Sweet Potato (Kumera) Layer Pie
You’ve had an excellent dinner with roast sweet potato the previous night but found you have about 1/2 a large sweet potato left over, what to do with it ?
Whack it in the fridge and make pie in the morning of course!
Ingredients.
(measurements are approx. since I didn’t actually measure anything)
- 1.5 sheets of puff pasty (or make your own pastry)
Filling 1:
- approx. half a large sweet potato, peeled, sliced and baked.
- 1 egg
- 1/4 can of Sweetened condensed milk
- 1 Tablespoon King Island Cream (well ok, any thick cream will do)
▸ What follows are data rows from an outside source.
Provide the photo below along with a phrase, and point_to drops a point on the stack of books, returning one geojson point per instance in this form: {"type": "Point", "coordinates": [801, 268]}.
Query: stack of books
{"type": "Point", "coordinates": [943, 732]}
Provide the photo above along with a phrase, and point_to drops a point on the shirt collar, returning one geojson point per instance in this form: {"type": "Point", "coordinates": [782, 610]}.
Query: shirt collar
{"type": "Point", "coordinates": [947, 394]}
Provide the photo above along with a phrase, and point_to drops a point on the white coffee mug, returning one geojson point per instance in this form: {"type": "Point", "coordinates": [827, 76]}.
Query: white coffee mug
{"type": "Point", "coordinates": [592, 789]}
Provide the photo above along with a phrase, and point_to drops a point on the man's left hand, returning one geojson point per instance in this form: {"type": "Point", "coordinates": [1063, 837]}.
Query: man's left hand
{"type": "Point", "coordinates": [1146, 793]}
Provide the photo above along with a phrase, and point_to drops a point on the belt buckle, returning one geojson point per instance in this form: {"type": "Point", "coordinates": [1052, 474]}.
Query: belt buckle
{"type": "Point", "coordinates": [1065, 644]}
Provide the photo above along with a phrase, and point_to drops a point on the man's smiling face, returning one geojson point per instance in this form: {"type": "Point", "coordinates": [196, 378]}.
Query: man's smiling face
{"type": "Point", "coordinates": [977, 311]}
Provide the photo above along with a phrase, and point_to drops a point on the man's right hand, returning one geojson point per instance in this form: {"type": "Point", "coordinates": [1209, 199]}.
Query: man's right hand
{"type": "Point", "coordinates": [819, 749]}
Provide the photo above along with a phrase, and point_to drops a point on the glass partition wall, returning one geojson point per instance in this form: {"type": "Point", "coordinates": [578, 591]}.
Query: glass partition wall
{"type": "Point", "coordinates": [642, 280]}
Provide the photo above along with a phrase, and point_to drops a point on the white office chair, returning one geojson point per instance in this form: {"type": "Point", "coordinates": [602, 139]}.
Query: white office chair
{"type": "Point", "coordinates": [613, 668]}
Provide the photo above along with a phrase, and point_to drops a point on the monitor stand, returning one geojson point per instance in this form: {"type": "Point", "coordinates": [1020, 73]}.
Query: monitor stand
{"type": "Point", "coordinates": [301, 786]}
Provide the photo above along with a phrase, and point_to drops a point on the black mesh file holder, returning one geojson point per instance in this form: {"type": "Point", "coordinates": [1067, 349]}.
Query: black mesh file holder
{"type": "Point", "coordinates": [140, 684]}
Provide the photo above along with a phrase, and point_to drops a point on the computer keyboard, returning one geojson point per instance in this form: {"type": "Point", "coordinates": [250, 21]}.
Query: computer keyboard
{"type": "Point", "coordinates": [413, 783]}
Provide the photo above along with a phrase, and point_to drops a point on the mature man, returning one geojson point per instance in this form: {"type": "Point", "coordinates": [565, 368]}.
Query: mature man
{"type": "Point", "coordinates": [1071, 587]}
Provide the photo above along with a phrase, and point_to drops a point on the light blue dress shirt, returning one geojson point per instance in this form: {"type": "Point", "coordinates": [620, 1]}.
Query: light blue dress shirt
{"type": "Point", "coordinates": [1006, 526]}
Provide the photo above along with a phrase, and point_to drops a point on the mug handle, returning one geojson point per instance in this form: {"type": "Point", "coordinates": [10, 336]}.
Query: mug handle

- 1/2 teaspoon of Dutch Cinnamon
- 1/4 teaspoon of Allspice (Pimento)
- Dash of Port
- 1/8th Cup of Plain Flour
- 1/8th Cup of Brown Sugar
Filling 2:
- 7/8th cup of plain flour
- 125g of sour cream
- 1/8th Cup of Brown Sugar
- Two Eggs
- 1/2 teaspoon of Vanilla Essence
Method:
Grease a deep pie dish with butter and line with one sheet of puff pastry. Set aside the half sheet for later.
Pre-heat the oven at 200C (fan forced, top and bottom element, shelves on bottom and middle positions, place a pizza stone on the middle shelf).
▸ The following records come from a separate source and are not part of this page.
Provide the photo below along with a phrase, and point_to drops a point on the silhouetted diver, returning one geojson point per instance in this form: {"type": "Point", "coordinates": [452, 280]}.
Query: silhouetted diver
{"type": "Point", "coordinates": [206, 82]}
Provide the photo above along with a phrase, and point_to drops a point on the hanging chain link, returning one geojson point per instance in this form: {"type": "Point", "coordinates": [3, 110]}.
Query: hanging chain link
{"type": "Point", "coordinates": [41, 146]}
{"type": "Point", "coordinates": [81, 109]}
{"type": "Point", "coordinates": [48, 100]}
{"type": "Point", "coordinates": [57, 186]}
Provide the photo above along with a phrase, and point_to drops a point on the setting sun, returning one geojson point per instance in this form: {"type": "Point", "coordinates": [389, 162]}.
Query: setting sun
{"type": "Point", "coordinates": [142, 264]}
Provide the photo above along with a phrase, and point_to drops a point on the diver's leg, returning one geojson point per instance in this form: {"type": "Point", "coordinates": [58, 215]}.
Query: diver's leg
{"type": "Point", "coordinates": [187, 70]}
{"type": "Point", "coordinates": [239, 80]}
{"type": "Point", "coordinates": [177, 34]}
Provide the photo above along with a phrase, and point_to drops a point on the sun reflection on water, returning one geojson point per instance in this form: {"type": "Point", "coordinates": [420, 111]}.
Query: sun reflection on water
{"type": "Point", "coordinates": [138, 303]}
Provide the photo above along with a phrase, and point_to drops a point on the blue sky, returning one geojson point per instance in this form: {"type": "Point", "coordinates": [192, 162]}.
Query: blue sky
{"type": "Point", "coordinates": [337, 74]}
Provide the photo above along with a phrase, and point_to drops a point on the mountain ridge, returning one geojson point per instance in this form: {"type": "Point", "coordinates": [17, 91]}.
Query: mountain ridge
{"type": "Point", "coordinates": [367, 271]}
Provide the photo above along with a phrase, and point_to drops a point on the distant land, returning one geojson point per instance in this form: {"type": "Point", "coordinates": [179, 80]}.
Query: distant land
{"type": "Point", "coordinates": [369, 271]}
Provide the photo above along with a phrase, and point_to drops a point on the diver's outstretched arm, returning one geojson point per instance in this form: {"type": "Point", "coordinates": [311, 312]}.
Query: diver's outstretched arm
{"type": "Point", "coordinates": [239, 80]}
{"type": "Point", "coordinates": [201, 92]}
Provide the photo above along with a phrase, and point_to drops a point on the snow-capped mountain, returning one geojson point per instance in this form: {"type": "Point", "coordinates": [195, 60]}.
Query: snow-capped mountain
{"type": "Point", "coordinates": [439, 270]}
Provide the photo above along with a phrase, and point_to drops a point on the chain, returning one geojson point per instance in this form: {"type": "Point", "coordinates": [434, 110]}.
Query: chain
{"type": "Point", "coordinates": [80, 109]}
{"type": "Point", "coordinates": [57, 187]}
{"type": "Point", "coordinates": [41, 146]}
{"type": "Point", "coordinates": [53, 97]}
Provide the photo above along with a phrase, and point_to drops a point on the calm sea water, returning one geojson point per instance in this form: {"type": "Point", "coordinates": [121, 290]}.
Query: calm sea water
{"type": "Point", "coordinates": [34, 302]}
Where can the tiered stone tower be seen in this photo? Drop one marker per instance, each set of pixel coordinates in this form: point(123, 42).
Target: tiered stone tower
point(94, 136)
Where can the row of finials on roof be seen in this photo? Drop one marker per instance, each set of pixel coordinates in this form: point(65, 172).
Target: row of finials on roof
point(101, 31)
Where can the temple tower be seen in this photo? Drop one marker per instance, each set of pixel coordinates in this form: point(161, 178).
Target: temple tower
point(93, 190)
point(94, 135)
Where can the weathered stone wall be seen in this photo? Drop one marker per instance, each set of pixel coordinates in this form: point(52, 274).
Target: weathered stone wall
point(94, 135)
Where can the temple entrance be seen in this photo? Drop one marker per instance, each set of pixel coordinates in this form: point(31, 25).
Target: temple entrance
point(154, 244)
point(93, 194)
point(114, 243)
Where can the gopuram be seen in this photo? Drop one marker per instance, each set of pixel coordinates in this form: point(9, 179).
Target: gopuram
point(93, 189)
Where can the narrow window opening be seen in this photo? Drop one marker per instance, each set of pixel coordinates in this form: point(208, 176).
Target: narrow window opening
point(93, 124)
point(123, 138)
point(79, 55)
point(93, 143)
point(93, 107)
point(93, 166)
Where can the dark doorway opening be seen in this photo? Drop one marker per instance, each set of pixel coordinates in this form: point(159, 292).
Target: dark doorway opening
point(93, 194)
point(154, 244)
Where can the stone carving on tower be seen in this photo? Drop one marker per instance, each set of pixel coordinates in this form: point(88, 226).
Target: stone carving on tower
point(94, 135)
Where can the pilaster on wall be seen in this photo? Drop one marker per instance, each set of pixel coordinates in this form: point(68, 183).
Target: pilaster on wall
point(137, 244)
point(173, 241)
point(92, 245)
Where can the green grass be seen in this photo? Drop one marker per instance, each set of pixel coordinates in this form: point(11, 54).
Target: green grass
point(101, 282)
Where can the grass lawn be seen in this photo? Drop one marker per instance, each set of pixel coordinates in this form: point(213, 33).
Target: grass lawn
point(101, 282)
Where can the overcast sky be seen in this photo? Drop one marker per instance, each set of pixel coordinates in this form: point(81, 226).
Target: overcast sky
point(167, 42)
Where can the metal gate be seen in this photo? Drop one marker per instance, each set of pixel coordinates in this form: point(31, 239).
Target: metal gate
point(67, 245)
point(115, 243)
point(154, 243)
In a mixing bowl, mash the sweet potato, add the other ingredients of Filling 1 and mix until you form a smooth paste. Transfer this to the pie dish and smooth out.
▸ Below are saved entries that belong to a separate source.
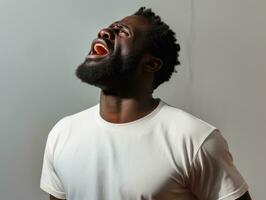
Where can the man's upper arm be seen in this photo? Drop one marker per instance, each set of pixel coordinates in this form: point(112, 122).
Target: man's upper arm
point(54, 198)
point(245, 196)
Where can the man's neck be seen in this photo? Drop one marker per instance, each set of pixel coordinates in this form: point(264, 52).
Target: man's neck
point(116, 109)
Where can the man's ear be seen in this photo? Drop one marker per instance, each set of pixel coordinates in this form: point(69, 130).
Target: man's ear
point(152, 63)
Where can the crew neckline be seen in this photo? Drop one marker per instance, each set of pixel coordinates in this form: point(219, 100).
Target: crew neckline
point(136, 122)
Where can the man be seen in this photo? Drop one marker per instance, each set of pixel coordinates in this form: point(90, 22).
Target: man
point(131, 146)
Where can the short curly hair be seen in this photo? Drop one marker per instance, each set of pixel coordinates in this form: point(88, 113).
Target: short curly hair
point(162, 44)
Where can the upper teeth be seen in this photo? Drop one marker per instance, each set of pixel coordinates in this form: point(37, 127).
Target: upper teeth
point(99, 44)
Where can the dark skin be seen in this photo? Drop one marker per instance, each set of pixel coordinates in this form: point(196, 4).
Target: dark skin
point(135, 100)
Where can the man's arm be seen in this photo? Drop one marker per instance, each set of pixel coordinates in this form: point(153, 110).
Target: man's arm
point(245, 196)
point(54, 198)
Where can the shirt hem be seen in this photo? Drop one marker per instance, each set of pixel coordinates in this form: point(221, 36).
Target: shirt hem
point(236, 194)
point(45, 187)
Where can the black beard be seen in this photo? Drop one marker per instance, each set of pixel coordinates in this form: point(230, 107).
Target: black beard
point(115, 75)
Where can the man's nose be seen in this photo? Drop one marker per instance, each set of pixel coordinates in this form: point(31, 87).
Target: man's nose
point(106, 33)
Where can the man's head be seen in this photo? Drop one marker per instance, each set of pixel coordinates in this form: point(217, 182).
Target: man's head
point(136, 53)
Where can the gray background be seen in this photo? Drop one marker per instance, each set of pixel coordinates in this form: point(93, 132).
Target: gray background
point(221, 79)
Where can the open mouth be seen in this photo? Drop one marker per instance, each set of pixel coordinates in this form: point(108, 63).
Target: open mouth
point(99, 49)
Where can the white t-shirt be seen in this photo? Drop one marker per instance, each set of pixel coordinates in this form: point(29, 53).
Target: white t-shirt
point(168, 154)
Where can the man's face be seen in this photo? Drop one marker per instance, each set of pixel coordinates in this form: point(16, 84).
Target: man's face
point(115, 55)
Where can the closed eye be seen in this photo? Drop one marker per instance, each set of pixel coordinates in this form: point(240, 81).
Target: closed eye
point(120, 29)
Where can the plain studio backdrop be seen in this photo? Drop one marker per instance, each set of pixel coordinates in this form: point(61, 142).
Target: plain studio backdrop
point(221, 79)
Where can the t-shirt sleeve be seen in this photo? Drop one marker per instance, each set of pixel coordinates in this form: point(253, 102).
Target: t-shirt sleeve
point(50, 181)
point(213, 175)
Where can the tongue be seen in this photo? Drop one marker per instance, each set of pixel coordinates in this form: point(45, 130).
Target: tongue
point(100, 50)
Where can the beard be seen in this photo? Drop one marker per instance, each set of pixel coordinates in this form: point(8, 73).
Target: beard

Not in the same mixing bowl, add the ingredients of Filling 2 and whisk into a batter. Pour over the top of Filling 1.
Slice the half sheet of pastry into strips and lay as a lattice on top of the pie.
Bake for 30 minutes on the bottom shelf of the oven. Test with a skewer, serve warm with ice cream.